Texte intégral
RÉPUBLIQUE FRANÇAISE
AU NOM DU PEUPLE FRANÇAIS
COUR D'APPEL DE PARIS
Pôle 1 - Chambre 11
L. 743-22 du Code de l'entrée et du séjour
des étrangers et du droit d'asile
ORDONNANCE DU 23 novembre 2023
RECOURS SUSPENSIF
(1 pages)
Numéro d'inscription au numéro général et de décision : B N° RG 23/04921 - N° Portalis 35L7-V-B7H-CIP75
Décision déférée : ordonnance rendue le 22 novembre 2023, à 20h22, par le juge des libertés et de la détention du tribunal judiciaire de Meaux
Nous, Stéphanie Gargoullaud, présidente de chambre, à la cour d'appel de Paris, agissant par délégation du premier président de cette cour, assistée de Catherine Charles, greffier au prononcé de l'ordonnance,
APPELANT
LE PROCUREUR DE LA RÉPUBLIQUE PRÈS LE TRIBUNAL JUDICIAIRE DE MEAUX
INTIMÉ :
M. [V] [D]
né le 14 Novembre 1994 à [Localité 1], de nationalité guyanienne
ayant pour conseil en première instance, Me Anna Stoffaneller, avocat au barreau de Meaux
ORDONNANCE : contradictoire
- Vu l'ordonnance du 22 novembre 2023, à 20h22, du juge des libertés et de la détention du tribunal judiciaire de Meaux rejetant la requête du préfet des Yvelines, disant n'y avoir lieu à seconde prolongation de la rétention administrative de Monsieur [V] [D], ordonnant la remise en liberté de M. [V] [D] et rappelant à M. [V] [D] qu'il devra se conformer à l'obligation de quitter le territoire national ;
- Vu la notification de l'ordonnance au procureur de la République près le tribunal judiciaire de Meaux, le 22 Novembre 2023 , à 18h15;
- Vu l'appel de ladite ordonnance interjeté le 22 Novembre 2023, à 20h22, par ledit procureur avec demande d'effet suspensif ;
- Vu les notifications du recours suspensif du 22 novembre 2023, faites par le parquet :
- à Monsieur [V] [D] à 20h04,
- à Me Anna Stoffaneller, avocat au barreau de Meaux à 19h34,
- et au préfet des Yvelines, à 19h35 ;
- En l'absence d'observations suite aux notifications ;
SUR QUOI,
Aux termes des articles L. 743-22 et suivants du code de l'entrée et du séjour des étrangers et du droit d'asile, lorsque le procureur de la République demande que son recours soit déclaré suspensif, le premier président de la cour d'appel ou son délégué décide, sans délai, s'il y a lieu de donner à cet appel un effet suspensif, en fonction des garanties de représentation dont dispose l'étranger ou de la menace grave pour l'ordre public ;
La cour considère que la question des garanties de représentation effectives de l'intimé est déterminante pour apprécier s'il y a lieu de donner un effet suspensif à l'appel.
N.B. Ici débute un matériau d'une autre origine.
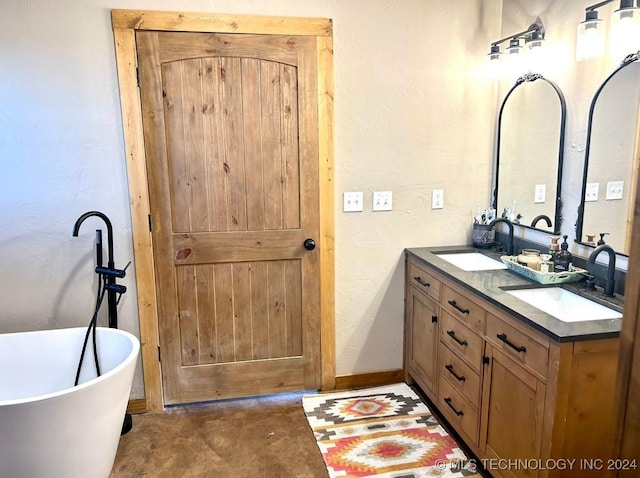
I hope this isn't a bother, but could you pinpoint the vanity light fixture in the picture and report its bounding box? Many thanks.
[487,20,544,76]
[576,0,640,61]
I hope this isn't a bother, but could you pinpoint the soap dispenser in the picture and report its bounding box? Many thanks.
[553,236,573,272]
[549,236,560,260]
[598,232,609,246]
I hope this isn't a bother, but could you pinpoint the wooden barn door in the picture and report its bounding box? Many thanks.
[136,31,321,404]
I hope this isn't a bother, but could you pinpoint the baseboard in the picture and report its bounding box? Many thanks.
[336,369,404,390]
[127,398,147,415]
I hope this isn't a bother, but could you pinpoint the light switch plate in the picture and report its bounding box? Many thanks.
[342,191,364,212]
[431,189,444,209]
[607,181,624,201]
[584,183,600,202]
[372,191,393,211]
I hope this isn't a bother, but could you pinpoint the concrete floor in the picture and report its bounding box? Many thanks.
[110,394,328,478]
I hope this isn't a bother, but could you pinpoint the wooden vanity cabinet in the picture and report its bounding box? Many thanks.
[405,255,619,478]
[404,261,440,399]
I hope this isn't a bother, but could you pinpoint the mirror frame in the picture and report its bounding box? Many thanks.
[492,73,567,235]
[575,51,640,256]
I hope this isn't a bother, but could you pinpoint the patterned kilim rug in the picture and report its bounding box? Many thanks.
[302,383,480,478]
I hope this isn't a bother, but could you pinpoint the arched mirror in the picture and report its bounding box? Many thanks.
[576,52,640,254]
[492,73,567,233]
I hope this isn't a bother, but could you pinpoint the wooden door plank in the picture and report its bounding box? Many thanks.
[220,58,247,231]
[214,264,235,363]
[182,58,211,232]
[232,262,253,362]
[285,260,303,356]
[267,261,287,357]
[161,63,190,232]
[196,264,218,364]
[260,58,283,229]
[203,58,229,232]
[242,58,268,231]
[176,266,200,366]
[172,229,305,264]
[251,262,269,360]
[167,357,304,404]
[280,65,300,229]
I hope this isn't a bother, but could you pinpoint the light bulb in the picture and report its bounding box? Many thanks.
[576,16,605,61]
[610,7,640,59]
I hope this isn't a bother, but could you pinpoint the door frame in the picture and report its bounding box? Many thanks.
[111,10,336,412]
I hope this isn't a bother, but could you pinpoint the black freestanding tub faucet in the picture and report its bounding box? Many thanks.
[73,211,133,435]
[73,211,127,329]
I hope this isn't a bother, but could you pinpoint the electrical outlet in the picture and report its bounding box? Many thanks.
[607,181,624,201]
[342,191,364,212]
[372,191,393,211]
[584,183,600,202]
[431,189,444,209]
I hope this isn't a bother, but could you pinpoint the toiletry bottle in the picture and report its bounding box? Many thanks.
[598,232,609,246]
[549,236,560,262]
[553,236,573,272]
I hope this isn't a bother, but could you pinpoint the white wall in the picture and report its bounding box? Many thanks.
[0,0,502,398]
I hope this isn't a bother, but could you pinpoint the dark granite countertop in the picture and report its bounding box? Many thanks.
[406,246,623,342]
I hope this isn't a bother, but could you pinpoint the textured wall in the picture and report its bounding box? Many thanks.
[0,0,502,397]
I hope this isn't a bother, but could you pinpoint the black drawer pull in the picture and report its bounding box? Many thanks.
[449,300,469,314]
[447,330,469,347]
[444,364,466,382]
[413,276,431,287]
[496,334,527,352]
[444,397,464,417]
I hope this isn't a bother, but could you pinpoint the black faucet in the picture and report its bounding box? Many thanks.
[73,211,127,329]
[489,217,514,256]
[531,214,551,227]
[589,244,616,297]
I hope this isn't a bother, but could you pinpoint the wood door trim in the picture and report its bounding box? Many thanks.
[111,10,335,411]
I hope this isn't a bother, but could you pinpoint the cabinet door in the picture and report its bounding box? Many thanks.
[407,287,439,399]
[480,344,546,478]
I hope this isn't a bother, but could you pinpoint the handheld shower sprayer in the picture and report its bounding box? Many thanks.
[73,211,133,435]
[73,211,131,329]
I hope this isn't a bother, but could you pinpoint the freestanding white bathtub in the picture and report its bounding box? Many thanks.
[0,327,140,478]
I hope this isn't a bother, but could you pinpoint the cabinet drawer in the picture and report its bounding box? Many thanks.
[438,344,480,408]
[487,314,549,378]
[438,375,479,445]
[441,285,487,335]
[440,311,483,372]
[407,258,441,301]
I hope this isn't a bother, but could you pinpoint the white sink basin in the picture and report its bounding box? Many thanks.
[436,252,507,271]
[507,287,622,322]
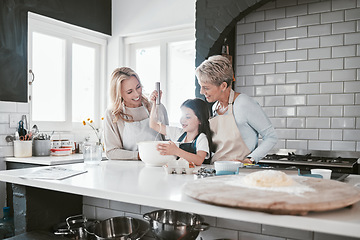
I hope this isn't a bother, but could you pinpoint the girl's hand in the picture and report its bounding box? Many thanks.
[150,90,162,103]
[156,141,179,155]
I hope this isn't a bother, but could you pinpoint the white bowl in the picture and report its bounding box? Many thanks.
[214,161,244,173]
[138,141,176,167]
[310,168,332,179]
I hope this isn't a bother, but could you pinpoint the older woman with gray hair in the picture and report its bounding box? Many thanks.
[196,55,277,163]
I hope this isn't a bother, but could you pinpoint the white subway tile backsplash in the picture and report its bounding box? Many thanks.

Il résulte des pièces de la procédure que l'intéressé est dans domicile fixe, ne présente pas de garanties suffisantes et risque de se soustraire, si elle lui est défavorable, à la décision d'appel, de sorte qu'il y a lieu de suspendre les effets de l'ordonnance déférée.
PAR CES MOTIFS
DÉCLARONS suspensif l'appel du procureur de la République près le tribunal judiciaire de Meaux,
ORDONNONS le maintien à la disposition de la justice de Monsieur [V] [D], jusqu'à ce qu'il soit statué au fond, à l'audience du 24 novembre 2023 à 11h00;
DISONS que la présente ordonnance vaut convocation à ladite audience
ORDONNONS la remise immédiate au procureur général d'une expédition de la présente ordonnance.
Fait à Paris, le 23 novembre 2023
LE GREFFIER, LE PRÉSIDENT,
LA PRÉSENTE DÉCISION N'EST PAS SUSCEPTIBLE DE RECOURS.